Truly, I have no idea. I just know this: it’s not rare.

@inthehands that seems fair enough! Thanks for your response!!

Sorry to ask, but in terms of personal philosophy, do you aim to find projects and employers that AREN'T this way? Do you end up accepting that it happens, and just do your part?

@geoffreyconley
The main things I look for in choosing a project:

- Cool people
- Worthy goal
- Fun problems to solve

With 1/3 I can survive. 2/3 is a great project.

I suppose I do consider the odds of the project being truly successful — but mostly I take a kind of Camusesque perspective: it’s necessary for orgs to try things, for projects to crash and burn, for people to explore what turn out to be dead ends. In the end, I just want to have been glad to have done the work.

@geoffreyconley
For example, with the downthread story about Megacorp Y, my main regret is •not• about the CEO pulling the plug on everything I did a year after I left. No, that’s just hilarious!

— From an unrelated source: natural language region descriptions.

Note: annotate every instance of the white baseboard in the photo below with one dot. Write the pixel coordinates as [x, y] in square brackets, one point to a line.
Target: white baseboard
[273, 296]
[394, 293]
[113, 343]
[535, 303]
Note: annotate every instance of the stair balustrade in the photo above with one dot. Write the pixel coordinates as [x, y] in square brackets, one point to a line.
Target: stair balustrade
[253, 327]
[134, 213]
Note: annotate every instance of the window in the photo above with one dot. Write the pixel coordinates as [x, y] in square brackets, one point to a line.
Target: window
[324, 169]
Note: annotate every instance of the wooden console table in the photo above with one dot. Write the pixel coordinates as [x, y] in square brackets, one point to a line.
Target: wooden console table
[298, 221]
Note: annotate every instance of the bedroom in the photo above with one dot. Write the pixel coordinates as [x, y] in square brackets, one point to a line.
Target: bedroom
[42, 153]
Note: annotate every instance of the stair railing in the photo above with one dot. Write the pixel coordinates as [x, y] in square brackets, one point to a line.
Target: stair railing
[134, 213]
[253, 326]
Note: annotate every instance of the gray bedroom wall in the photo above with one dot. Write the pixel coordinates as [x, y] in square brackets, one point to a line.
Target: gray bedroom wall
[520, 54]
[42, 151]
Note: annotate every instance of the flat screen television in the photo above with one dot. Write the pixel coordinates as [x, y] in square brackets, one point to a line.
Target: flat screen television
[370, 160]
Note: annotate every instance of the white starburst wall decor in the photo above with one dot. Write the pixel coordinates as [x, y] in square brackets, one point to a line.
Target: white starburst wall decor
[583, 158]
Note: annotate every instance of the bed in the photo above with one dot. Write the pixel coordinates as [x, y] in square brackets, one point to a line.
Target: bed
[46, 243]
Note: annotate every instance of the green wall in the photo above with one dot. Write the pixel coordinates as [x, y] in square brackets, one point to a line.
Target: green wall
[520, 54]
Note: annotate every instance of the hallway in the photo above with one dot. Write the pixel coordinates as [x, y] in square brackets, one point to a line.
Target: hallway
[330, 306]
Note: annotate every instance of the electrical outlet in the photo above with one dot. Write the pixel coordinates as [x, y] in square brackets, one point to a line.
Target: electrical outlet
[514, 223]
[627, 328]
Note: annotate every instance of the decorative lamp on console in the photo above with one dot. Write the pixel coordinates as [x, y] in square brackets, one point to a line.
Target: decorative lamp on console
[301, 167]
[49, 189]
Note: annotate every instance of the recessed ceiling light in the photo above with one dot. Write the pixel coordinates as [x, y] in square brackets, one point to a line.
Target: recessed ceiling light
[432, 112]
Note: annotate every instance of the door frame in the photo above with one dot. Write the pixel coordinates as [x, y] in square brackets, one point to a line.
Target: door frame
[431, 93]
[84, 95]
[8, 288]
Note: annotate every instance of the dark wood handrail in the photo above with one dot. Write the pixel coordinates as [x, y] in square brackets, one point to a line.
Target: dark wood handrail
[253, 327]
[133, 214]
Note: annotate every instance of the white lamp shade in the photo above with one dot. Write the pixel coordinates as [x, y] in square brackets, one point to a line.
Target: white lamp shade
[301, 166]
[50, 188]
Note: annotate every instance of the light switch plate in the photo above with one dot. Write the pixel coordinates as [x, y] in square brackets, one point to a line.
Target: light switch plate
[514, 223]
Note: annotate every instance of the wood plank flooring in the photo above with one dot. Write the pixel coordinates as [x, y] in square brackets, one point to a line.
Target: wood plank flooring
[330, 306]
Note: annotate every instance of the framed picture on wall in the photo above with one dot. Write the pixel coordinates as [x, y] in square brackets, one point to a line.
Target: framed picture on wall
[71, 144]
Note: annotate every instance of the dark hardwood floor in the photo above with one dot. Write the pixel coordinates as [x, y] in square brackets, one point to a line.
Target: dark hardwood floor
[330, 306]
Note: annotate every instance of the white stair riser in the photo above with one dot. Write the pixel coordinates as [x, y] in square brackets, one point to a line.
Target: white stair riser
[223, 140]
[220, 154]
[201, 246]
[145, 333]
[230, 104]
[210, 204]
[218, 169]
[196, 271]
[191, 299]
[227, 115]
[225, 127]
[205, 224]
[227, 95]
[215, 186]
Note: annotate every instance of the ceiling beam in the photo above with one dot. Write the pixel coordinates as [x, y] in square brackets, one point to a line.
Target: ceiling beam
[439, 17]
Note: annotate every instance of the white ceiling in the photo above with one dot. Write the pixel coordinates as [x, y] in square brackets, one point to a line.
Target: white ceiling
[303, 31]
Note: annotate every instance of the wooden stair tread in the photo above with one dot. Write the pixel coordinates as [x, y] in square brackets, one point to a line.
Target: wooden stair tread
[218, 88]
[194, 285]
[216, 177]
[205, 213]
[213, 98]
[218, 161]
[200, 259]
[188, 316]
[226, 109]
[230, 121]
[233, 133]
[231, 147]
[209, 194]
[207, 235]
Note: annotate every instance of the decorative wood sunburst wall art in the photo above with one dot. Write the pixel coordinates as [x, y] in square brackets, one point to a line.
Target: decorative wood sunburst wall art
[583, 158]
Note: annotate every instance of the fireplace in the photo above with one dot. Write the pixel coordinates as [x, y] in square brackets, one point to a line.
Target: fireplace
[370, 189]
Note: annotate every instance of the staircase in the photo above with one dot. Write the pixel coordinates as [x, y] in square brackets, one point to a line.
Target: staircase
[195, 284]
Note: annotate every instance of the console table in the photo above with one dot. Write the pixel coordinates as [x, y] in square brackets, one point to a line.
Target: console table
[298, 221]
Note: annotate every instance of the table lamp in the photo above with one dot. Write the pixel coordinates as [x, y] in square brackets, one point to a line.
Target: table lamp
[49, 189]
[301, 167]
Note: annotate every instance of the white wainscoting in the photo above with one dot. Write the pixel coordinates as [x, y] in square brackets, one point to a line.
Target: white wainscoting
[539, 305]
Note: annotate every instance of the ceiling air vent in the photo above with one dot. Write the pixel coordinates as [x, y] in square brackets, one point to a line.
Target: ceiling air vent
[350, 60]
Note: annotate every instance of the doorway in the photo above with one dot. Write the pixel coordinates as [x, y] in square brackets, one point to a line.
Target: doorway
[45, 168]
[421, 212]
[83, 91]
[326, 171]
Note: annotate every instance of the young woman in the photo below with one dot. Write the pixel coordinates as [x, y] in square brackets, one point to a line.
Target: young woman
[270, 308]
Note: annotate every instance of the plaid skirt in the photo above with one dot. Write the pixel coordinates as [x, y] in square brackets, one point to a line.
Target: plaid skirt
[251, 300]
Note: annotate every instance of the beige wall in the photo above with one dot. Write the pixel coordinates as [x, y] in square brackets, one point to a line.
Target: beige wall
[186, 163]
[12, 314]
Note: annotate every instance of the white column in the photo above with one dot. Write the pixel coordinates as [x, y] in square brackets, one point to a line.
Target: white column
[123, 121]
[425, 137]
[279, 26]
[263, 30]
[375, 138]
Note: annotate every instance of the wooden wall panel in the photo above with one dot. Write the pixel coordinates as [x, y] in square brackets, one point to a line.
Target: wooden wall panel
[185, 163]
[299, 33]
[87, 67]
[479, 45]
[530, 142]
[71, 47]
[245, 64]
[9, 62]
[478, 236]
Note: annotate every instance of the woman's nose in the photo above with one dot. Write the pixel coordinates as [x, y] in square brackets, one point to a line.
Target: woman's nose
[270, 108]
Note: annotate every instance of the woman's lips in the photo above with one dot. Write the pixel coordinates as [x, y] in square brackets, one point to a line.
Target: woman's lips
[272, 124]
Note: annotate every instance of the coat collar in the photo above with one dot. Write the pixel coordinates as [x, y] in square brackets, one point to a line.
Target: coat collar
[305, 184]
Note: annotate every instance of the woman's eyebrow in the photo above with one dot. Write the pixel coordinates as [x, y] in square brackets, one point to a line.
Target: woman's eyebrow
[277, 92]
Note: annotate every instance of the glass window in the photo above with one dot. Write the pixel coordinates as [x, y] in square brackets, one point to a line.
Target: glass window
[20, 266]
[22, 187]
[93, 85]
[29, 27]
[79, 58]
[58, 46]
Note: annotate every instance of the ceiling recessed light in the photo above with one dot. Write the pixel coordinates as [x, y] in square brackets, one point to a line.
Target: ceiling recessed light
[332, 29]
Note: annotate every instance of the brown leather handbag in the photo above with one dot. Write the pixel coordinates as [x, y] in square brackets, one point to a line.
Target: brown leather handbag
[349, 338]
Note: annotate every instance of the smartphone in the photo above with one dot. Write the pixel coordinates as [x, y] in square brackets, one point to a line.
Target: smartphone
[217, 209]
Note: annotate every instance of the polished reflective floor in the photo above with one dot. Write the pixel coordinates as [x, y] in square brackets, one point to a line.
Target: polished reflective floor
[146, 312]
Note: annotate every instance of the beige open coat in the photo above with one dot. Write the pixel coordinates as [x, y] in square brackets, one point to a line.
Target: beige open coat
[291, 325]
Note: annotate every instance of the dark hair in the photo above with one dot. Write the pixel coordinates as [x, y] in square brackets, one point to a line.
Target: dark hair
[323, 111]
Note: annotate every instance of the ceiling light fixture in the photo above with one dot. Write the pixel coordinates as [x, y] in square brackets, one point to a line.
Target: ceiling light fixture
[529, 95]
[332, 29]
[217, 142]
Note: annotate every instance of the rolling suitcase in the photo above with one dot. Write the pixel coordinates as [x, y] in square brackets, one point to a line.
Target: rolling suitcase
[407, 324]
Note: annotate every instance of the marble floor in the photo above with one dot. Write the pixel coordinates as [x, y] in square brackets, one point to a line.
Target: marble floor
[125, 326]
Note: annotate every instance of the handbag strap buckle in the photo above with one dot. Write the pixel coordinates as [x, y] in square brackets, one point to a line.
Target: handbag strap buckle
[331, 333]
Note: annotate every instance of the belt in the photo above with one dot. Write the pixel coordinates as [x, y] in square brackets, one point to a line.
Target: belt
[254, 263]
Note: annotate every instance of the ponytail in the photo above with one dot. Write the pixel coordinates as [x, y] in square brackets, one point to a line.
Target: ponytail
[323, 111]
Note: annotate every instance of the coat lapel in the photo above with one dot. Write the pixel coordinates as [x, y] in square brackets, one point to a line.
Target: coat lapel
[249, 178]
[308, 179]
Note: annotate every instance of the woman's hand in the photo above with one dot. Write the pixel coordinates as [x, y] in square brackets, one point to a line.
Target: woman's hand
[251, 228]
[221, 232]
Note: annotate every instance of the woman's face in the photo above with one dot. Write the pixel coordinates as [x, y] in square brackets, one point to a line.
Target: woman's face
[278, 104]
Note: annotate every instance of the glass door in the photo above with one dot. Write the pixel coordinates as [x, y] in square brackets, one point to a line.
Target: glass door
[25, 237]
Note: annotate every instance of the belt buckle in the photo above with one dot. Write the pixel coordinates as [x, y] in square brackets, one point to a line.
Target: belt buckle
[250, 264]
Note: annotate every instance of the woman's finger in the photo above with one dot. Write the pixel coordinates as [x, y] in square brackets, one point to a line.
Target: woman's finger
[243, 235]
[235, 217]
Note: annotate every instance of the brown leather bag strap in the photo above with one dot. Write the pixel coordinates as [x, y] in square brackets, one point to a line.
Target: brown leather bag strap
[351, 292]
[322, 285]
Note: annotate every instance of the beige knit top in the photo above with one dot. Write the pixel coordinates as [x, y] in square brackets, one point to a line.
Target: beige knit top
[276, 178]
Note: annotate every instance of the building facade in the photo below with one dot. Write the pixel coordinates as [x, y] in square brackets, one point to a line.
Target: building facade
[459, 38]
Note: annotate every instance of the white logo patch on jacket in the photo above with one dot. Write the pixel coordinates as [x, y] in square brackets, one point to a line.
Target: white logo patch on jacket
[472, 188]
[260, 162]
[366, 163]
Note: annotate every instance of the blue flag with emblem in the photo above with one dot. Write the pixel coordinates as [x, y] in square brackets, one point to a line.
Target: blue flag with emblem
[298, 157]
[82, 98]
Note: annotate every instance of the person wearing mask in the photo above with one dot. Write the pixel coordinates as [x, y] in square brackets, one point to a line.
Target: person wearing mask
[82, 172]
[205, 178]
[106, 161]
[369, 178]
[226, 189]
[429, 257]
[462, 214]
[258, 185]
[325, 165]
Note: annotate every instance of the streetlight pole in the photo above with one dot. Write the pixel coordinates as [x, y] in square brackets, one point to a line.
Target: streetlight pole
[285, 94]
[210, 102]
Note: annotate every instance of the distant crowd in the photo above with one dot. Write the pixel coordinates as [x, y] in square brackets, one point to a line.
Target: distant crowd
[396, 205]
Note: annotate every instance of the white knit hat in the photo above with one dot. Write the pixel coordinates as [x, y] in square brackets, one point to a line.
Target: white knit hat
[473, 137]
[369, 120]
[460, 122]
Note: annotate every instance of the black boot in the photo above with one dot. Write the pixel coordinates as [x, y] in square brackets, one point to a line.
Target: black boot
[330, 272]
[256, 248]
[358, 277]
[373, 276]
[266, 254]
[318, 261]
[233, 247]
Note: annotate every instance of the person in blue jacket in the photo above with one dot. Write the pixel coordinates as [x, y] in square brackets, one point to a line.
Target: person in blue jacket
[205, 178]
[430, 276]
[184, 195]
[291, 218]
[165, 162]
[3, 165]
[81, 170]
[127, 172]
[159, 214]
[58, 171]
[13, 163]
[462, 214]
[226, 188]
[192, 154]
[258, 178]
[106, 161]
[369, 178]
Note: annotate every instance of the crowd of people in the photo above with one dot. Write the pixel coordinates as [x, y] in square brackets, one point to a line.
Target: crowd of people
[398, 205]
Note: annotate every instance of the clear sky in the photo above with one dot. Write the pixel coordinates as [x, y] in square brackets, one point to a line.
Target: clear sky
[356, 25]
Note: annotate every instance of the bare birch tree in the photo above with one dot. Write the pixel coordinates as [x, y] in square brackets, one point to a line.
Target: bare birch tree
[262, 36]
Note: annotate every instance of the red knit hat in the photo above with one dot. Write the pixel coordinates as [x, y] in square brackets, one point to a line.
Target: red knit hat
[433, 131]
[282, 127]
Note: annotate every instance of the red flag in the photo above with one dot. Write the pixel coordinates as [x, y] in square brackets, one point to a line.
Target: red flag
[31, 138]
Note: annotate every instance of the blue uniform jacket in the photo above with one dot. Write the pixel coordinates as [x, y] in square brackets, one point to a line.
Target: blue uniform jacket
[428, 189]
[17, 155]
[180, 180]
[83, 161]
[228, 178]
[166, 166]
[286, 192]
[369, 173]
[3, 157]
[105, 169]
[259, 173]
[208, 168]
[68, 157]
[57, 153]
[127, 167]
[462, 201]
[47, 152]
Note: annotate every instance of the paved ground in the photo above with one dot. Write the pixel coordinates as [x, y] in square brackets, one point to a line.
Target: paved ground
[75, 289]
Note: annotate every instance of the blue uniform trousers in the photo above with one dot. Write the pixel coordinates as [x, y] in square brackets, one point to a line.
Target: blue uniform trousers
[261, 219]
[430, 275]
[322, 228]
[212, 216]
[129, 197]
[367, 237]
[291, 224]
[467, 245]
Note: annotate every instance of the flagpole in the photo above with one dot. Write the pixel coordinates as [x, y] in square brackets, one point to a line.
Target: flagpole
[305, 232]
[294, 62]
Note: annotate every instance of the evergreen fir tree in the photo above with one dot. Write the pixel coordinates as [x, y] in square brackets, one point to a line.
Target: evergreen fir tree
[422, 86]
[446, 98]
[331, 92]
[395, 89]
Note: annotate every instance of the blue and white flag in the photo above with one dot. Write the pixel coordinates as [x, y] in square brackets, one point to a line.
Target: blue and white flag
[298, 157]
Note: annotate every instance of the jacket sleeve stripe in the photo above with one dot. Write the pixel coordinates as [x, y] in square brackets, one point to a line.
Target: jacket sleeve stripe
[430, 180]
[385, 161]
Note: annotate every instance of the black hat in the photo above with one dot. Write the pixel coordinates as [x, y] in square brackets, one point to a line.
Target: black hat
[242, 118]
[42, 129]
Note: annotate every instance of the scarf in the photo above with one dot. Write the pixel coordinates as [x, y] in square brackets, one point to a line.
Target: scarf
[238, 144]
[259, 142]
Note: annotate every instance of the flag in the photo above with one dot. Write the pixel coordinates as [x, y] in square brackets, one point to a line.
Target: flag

My regret is that I found out later one of the managers had been really emotionally abusive to some of the other devs, especially the one woman on the team, when I wasn’t present. I wish I’d realized that while I was there! I wish I’d fought back! But I was oblivious to it. Big regret.

@inthehands
My favorite is when the project targets a solved problem. It looks like a success because it achieves the goal as defined, but it was still a big waste of resources. This seems incredibly common to me.